El rey había entrado en un estado de honda
reflexión durante los últimos días. Estaba pensativo y ausente. Se hacía
muchas preguntas, entre otras por qué los seres humanos no eran
mejores. Sin poder resolver esta última interrogante, pidió que trajeran
a su presencia a un ermitaño que moraba en un bosque cercano y que
llevaba
años dedicado a la meditación, habiendo cobrado fama de sabio y
ecuánime.
Sólo porque se lo exigieron, el eremita abandonó la inmensa paz del bosque.
-Señor, ¿qué deseas de mí? -preguntó ante el meditabundo monarca.
-He
oído hablar mucho de ti -dijo el rey-. Sé que apenas hablas, que no
gustas de honores ni placeres, que no haces diferencia entre un trozo de
oro y uno de arcilla, pero todos dicen que eres un sabio.
-La gente dice, señor -repuso indiferente el ermitaño.
-A propósito de la gente quiero preguntarte -dijo el monarca-. ¿Cómo lograr que la gente sea mejor?
-Puedo
decirte, señor -repuso el ermitaño-, que las leyes por sí mismas no
bastan, en absoluto, para hacer mejor a la gente. El ser humano tiene
que cultivar ciertas actitudes y practicar ciertos métodos para alcanzar
la verdad de orden superior y la clara comprensión. Esa verdad de orden
superior tiene, desde luego, muy poco
que ver con la verdad ordinaria.
El rey se quedó dubitativo. Luego reaccionó para replicar:
-De
lo que no hay duda, ermitaño, es de que yo, al menos, puedo lograr que
la gente diga la verdad; al menos puedo conseguir que sean veraces.
El eremita sonrió levemente, pero nada dijo. Guardó un noble silencio.

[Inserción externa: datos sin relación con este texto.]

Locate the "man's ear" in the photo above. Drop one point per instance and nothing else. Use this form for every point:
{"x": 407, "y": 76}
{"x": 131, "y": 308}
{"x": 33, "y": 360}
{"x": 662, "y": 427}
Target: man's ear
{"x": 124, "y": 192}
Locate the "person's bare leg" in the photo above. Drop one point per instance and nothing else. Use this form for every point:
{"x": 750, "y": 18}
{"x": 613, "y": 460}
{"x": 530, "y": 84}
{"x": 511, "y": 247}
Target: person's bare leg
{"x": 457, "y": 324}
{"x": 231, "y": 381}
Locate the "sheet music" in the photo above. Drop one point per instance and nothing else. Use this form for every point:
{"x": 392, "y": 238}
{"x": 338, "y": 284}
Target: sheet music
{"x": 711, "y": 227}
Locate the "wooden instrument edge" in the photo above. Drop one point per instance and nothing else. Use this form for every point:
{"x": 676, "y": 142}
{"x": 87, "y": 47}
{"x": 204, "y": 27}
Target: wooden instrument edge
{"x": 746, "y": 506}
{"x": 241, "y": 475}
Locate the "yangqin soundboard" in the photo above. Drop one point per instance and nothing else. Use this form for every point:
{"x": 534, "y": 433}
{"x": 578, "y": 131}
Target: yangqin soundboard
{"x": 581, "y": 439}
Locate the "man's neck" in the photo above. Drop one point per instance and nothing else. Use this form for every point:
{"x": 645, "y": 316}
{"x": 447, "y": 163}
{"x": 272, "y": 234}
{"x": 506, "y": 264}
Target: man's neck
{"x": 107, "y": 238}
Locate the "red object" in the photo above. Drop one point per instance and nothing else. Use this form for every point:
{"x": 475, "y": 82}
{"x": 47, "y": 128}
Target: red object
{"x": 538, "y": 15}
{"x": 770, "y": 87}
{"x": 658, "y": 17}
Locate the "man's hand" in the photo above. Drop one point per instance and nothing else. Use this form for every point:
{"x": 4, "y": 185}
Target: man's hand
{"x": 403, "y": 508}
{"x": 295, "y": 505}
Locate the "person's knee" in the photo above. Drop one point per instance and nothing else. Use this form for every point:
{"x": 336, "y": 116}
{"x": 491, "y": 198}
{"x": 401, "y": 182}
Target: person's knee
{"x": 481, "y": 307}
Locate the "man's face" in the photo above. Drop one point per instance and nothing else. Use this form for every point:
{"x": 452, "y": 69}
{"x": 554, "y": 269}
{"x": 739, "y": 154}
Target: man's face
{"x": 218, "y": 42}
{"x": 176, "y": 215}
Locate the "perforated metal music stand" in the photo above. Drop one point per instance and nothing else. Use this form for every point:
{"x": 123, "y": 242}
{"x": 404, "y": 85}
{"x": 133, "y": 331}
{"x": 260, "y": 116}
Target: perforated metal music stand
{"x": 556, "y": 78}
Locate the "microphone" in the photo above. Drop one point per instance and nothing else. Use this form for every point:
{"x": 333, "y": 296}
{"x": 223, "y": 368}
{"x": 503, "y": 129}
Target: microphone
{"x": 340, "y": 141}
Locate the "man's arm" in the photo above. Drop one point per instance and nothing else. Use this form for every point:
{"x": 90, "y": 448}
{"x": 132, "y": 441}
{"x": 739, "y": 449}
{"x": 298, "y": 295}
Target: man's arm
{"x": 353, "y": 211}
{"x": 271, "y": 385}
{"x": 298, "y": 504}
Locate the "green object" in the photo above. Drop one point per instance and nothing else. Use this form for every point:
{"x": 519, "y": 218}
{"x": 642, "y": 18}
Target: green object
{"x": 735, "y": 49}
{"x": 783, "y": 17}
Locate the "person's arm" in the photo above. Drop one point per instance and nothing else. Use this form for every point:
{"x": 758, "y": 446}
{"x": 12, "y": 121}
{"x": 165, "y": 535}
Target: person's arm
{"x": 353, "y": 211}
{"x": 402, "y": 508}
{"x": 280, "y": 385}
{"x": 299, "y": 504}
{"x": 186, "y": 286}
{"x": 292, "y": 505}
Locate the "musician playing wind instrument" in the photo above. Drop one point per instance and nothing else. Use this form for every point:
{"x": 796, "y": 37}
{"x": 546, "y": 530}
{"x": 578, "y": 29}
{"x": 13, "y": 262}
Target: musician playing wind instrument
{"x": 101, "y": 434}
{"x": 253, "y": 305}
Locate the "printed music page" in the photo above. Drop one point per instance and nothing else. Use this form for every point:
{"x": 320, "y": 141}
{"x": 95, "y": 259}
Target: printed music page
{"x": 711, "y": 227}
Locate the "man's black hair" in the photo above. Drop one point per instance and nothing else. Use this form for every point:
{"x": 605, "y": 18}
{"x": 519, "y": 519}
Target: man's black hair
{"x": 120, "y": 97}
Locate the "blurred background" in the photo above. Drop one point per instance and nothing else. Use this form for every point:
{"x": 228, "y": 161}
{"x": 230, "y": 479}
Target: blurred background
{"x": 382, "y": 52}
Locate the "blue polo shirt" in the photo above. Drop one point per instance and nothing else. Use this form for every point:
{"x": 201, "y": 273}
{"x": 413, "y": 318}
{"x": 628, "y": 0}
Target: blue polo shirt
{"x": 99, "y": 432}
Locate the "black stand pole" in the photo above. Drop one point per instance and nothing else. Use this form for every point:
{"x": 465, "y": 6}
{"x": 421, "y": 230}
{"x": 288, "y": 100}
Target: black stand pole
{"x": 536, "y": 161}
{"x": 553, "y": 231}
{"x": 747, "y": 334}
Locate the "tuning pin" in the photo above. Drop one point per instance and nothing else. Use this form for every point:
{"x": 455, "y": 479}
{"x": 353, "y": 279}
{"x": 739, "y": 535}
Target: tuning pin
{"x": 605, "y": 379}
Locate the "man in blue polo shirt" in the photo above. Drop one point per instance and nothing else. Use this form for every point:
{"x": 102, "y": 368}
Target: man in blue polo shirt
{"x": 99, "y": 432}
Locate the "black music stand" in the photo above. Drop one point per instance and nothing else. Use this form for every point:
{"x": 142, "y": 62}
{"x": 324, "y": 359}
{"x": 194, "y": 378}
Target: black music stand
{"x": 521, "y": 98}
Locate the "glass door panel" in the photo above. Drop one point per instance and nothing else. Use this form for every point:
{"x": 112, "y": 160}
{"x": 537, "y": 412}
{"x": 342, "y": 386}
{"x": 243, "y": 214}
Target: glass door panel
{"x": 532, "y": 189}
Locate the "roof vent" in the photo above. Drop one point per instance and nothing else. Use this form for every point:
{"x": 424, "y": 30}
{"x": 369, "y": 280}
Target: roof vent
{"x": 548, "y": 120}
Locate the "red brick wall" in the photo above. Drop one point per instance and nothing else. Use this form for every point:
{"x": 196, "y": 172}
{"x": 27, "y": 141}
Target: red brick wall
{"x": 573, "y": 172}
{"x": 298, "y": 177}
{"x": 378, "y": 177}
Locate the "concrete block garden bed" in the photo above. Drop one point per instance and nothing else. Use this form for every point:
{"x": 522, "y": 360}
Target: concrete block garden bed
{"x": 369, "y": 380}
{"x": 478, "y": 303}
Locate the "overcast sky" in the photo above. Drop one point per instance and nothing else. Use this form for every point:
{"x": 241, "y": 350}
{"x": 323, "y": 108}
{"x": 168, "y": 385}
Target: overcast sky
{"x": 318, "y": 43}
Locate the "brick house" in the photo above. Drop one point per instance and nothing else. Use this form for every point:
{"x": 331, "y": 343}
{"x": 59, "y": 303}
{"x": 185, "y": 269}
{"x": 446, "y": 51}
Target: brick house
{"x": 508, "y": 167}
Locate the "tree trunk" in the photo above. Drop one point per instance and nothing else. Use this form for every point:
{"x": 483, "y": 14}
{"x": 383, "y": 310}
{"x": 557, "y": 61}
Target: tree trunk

El rey decidió establecer un patíbulo en el puente
que servía de acceso a la ciudad. Un escuadrón a las órdenes de un
capitán revisaba a todo aquel que entraba a la ciudad. Se hizo público
lo siguiente: “Toda persona que quiera entrar en la ciudad será
previamente interrogada. Si dice la verdad, podrá entrar. Si miente,
será
conducida al patíbulo y ahorcada”.
Amanecía.
El ermitaño, tras meditar toda la noche, se puso en marcha hacia la
ciudad. Su amado bosque quedaba a sus espaldas. Caminaba con lentitud.
Avanzó hacia el puente. El capitán se interpuso en su camino y le
preguntó:
-¿Adónde vas?
-Voy camino de la horca para que puedan ahorcarme -repuso sereno el eremita.
El capitán aseveró:
-No lo creo.
-Pues bien, capitán, si he mentido, ahórcame.
-Pero
si te ahorcamos por haber mentido -repuso el capitán-, habremos
convertido en cierto lo que has dicho y, en ese caso, no te habremos
ahorcado por mentir, sino por decir la verdad.
-Así es -afirmó el ermitaño-.
Ahora usted sabe lo que es la verdad... ¡Su verdad!